Despite their glossy public profile, despite their proclamations stating that they are on top of their game and provide world-class support, in reality their service was mediocre at best and oftentimes downright shoddy. Customers using the cheaper Grid Service (shared servers) had the worst of it, but even customers using the Dedicated Virtual service have complained about problems. The final straw? The fact that Media Temple’s entire Grid Service system was hacked — including my sites — and they didn’t even contact customers to let them know. I received an email with a very vague warning about the hacks six days after it happened.

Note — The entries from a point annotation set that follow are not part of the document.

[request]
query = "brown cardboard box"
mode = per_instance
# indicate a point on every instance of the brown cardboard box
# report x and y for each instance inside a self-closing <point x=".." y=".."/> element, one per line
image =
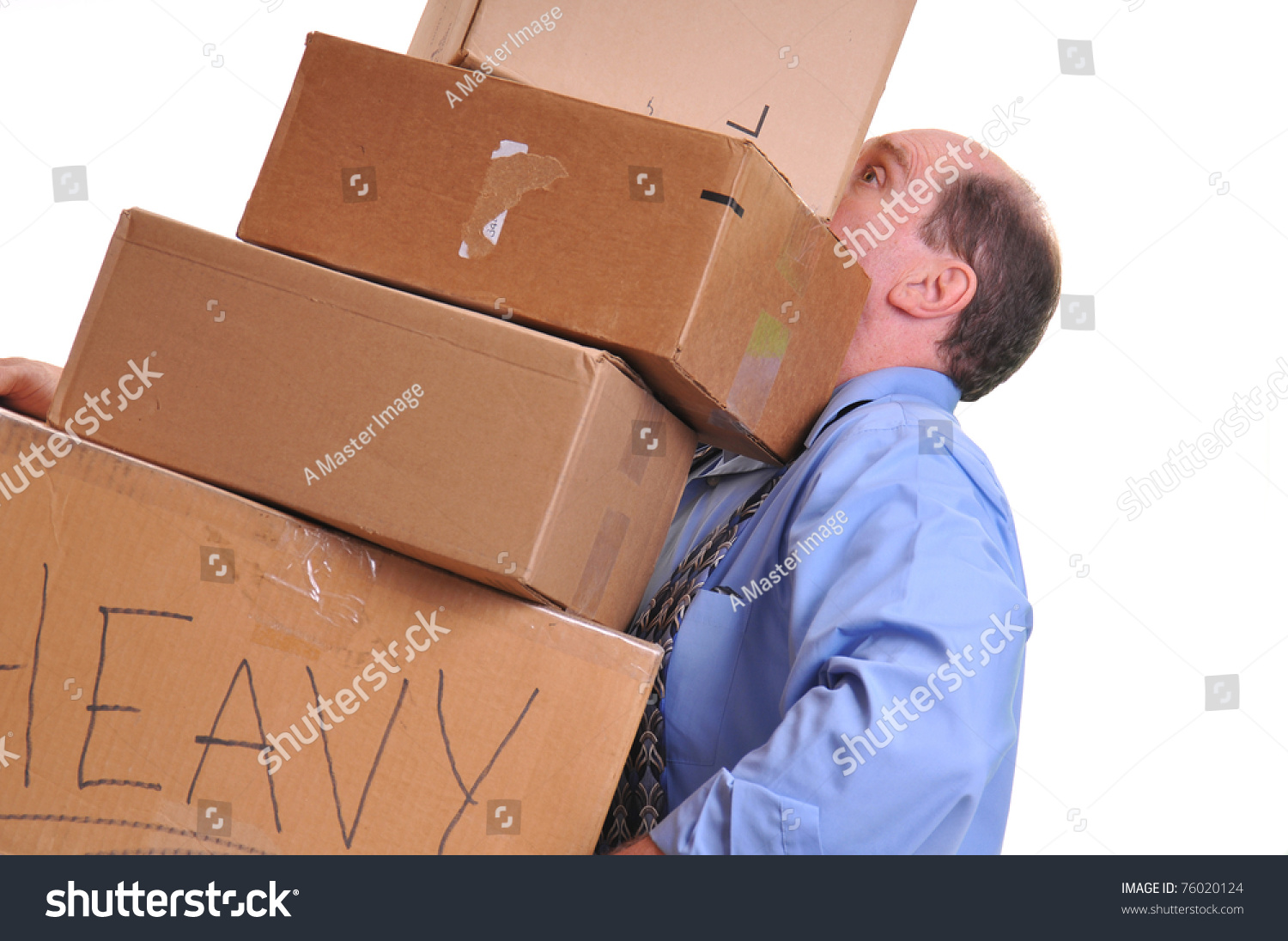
<point x="800" y="79"/>
<point x="679" y="249"/>
<point x="504" y="455"/>
<point x="159" y="634"/>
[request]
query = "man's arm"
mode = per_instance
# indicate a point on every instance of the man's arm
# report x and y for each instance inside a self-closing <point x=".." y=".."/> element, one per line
<point x="641" y="846"/>
<point x="27" y="386"/>
<point x="894" y="716"/>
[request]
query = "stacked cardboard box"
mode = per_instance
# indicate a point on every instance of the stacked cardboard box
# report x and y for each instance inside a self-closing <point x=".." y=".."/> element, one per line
<point x="159" y="636"/>
<point x="799" y="79"/>
<point x="443" y="332"/>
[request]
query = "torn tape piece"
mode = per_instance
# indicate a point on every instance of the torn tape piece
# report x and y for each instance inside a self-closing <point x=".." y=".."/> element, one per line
<point x="513" y="173"/>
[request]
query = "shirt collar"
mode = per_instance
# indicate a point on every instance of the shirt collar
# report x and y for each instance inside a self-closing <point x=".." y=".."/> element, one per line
<point x="894" y="380"/>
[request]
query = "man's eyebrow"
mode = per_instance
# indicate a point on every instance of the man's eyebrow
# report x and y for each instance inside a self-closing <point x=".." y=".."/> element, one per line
<point x="891" y="149"/>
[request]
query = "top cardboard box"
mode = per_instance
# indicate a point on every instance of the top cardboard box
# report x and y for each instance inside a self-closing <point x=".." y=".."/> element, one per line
<point x="800" y="79"/>
<point x="682" y="250"/>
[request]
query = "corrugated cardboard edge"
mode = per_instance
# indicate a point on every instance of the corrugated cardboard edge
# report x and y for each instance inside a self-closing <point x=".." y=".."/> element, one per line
<point x="442" y="31"/>
<point x="844" y="185"/>
<point x="278" y="141"/>
<point x="134" y="465"/>
<point x="120" y="239"/>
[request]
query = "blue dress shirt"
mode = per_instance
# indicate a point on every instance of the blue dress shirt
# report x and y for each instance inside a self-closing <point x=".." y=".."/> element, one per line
<point x="848" y="681"/>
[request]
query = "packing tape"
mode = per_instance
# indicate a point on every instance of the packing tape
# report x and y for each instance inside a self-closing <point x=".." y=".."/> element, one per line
<point x="757" y="371"/>
<point x="512" y="173"/>
<point x="603" y="560"/>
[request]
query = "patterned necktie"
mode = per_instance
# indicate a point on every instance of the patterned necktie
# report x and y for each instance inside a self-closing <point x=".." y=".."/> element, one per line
<point x="639" y="801"/>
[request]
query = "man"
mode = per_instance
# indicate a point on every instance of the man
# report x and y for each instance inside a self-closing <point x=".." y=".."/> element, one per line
<point x="845" y="672"/>
<point x="847" y="677"/>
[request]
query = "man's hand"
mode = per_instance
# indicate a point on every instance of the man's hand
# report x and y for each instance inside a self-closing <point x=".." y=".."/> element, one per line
<point x="641" y="846"/>
<point x="27" y="386"/>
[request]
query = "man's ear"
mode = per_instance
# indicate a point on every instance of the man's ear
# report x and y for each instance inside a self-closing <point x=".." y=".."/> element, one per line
<point x="938" y="288"/>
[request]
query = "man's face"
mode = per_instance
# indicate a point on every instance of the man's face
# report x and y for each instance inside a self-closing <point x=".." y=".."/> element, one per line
<point x="893" y="187"/>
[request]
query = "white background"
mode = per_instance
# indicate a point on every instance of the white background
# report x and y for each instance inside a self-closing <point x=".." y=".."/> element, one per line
<point x="1117" y="752"/>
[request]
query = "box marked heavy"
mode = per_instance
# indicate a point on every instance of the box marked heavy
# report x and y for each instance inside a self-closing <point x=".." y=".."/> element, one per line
<point x="144" y="698"/>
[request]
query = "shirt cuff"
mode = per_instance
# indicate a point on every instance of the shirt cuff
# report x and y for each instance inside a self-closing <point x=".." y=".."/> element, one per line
<point x="731" y="817"/>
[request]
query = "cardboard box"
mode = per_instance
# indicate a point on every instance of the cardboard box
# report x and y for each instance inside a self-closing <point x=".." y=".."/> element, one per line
<point x="507" y="456"/>
<point x="679" y="249"/>
<point x="159" y="634"/>
<point x="801" y="80"/>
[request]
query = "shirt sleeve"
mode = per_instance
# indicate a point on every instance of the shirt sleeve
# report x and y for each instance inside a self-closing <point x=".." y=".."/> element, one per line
<point x="904" y="626"/>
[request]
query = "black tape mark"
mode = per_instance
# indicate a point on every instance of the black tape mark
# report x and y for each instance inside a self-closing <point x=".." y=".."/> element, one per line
<point x="747" y="131"/>
<point x="208" y="740"/>
<point x="35" y="665"/>
<point x="95" y="707"/>
<point x="723" y="200"/>
<point x="136" y="825"/>
<point x="335" y="789"/>
<point x="478" y="781"/>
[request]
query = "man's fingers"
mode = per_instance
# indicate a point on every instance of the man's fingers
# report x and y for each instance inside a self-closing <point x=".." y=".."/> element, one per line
<point x="27" y="386"/>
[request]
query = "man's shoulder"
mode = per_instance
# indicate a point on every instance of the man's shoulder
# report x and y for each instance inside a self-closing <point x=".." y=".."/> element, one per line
<point x="906" y="437"/>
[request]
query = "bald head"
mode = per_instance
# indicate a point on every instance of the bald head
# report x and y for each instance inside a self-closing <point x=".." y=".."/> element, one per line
<point x="963" y="260"/>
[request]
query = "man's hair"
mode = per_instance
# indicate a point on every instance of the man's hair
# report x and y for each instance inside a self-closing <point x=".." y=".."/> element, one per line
<point x="1001" y="229"/>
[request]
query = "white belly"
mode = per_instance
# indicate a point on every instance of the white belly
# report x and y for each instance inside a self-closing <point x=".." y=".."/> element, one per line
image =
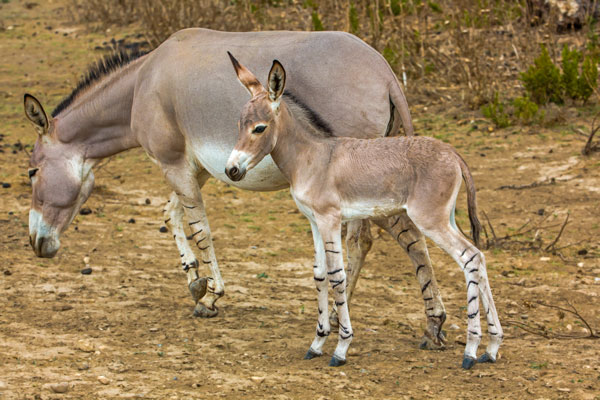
<point x="263" y="177"/>
<point x="371" y="209"/>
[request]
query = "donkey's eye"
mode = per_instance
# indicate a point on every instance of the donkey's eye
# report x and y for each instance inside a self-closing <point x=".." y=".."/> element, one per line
<point x="259" y="129"/>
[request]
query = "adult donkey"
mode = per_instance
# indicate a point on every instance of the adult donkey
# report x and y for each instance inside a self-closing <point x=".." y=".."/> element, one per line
<point x="180" y="103"/>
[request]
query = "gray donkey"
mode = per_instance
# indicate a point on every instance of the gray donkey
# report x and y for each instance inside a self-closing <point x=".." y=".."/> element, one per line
<point x="334" y="180"/>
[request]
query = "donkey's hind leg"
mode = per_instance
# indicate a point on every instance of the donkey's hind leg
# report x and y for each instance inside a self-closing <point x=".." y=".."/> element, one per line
<point x="413" y="242"/>
<point x="471" y="262"/>
<point x="358" y="244"/>
<point x="174" y="220"/>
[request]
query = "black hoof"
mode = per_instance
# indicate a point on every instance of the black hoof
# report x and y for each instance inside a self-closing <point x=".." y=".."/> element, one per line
<point x="336" y="362"/>
<point x="310" y="354"/>
<point x="468" y="362"/>
<point x="485" y="357"/>
<point x="198" y="288"/>
<point x="201" y="311"/>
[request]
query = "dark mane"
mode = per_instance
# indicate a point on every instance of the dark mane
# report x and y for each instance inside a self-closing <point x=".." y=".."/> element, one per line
<point x="314" y="118"/>
<point x="102" y="67"/>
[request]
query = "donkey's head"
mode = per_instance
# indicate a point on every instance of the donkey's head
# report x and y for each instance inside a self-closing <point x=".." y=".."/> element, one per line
<point x="257" y="125"/>
<point x="61" y="179"/>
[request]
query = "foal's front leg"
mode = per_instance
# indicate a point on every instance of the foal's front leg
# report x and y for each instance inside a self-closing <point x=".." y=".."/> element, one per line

I complained to Media Temple directly via their internal support system, emails, telephone conversations and Twitter, explaining that they need to be more proactive and communicative with clients about serious system issues such as hacks and unanticipated downtime. Their response has always been something to the effect of “we provide plenty of information… it’s your responsibility to monitor our website for important notices.” Apparently they now consider Twitter to be their main alert system for clients.

I tried to explain to them that I don’t have the time to check their website every day, and Twitter alerts don’t work because they’re too easy to miss. Why not simply send your clients an email? I received excuse after excuse about why they won’t email clients. None satisfied me and some were completely illogical.

When the recent FTP hack occurred, I learned about it from the blogosphere (here and here [link no longer available]) and Twitter. I checked Media Temple’s site, and sure enough, they had a bulletin mentioning the issue, but I had to search to find it! It wasn’t until almost a week later that I received a notice from Media Temple about the problem.

One of their excuses for not emailing clients was that they didn’t want to alarm unaffected clients with scary news of hackers attacking sites. Whatever. In MY case, I WAS affected. The targeted sites used PHP and WordPress, and Media Temple knew I used WordPress because I initially used their one-click installer to set it up! If they knew I use WordPress and that I was susceptible to this hack, why not contact me directly?

Exit Media Temple

I had no idea what I was going to do, but for the last year or two I’ve desperately wanted to find an alternative to Media Temple. I asked around, and it always seemed to be the same problem: one person loves Host XYZ, yet another person has written a scathing rebuke of the same host. There doesn’t seem to be a perfect host.

Then a post by John Gruber caught my eye. It was very short:

Who better to write about the new Mac Mini server than the guys who specialize in colocating Mac Minis as servers?

A Mac Mini as a server? Whaaaa?! I read the article John had linked to and was impressed. Skeptical, but impressed. The article explained that Apple had just released a server edition of its Mac Mini that comes equipped with Snow Leopard Server OS, an extra hard drive, and 4GB of RAM. What’s more, the author of the article runs a business dedicated to hosting privately-owned Mac Minis in a world-class data center for a modest fee. That’s right — you can have your own private server in a secure top-notch data center for less than the price of a MacBook Pro.

I read the article and said “Screw Media Temple. I’m getting a Mini!”

This blog post is hosted on that Mini.

The World is My Oyster

All of my sites have been transferred from Media Temple to my Mini, and my Media Temple account will be closed at the end of the month. Buh-bye MT, won’t miss ya.

I will be posting on the ups and downs of administering your own Snow Leopard Server — there are plenty of both — in an upcoming blog post. Overall I’m really happy with my decision and feel very liberated. The short version is that administering your own server isn’t for everyone, but I’m willing to bet many of my peers and e-learning tweeps would be more than capable of handling it, too.

PS: If you feel I’ve been unfairly harsh about Media Temple, do a simple Google search and see for yourself. There are some pretty high profile people with similar complaints.